似た顔どうしの別人だったのです。
「野郎ッ、化かしやがったね。火の見の下であっちが死んだら、こっちも煙のように消えてなくなったんで、てっきり一匹と思っていたんだ。ちくしょうめ、よくも今まで迷わしやがったね。それにしても、切ったはだれなんだ。お駒! だれが殺したんだ、やい、お駒!」
牙《きば》をむかんばかりにしてほえたてている伝六の横から、名人は射すくめるような目をむいて、じっとお駒の顔をにらみすえました。
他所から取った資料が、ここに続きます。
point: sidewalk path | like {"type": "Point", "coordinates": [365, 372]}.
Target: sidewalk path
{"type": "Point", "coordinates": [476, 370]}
血いろはない。心も魂も、血も感情も、ひえきってしまったように冷然とあしらっていたさすがのお駒も、この動かせぬ事実をあばき出されては、もう隠しきれなくなったとみえて、まっさおになりながら震えているのです。
「ふふん、そうだろう。飼いねこに、いや、飼いやまがらに手をかまれるたアこのことさ。とんだやつが、ぴょんぴょんと飛んだばっかりに、とんだところへもみじをつけて、おきのどくだったな。――その手に覚えがあるはずだ。受けてみろッ!」
えぐるように叫んで、ぱっと大きく名人が泳いだかと思うと、お駒目がけてまっこうから襲いかかりました。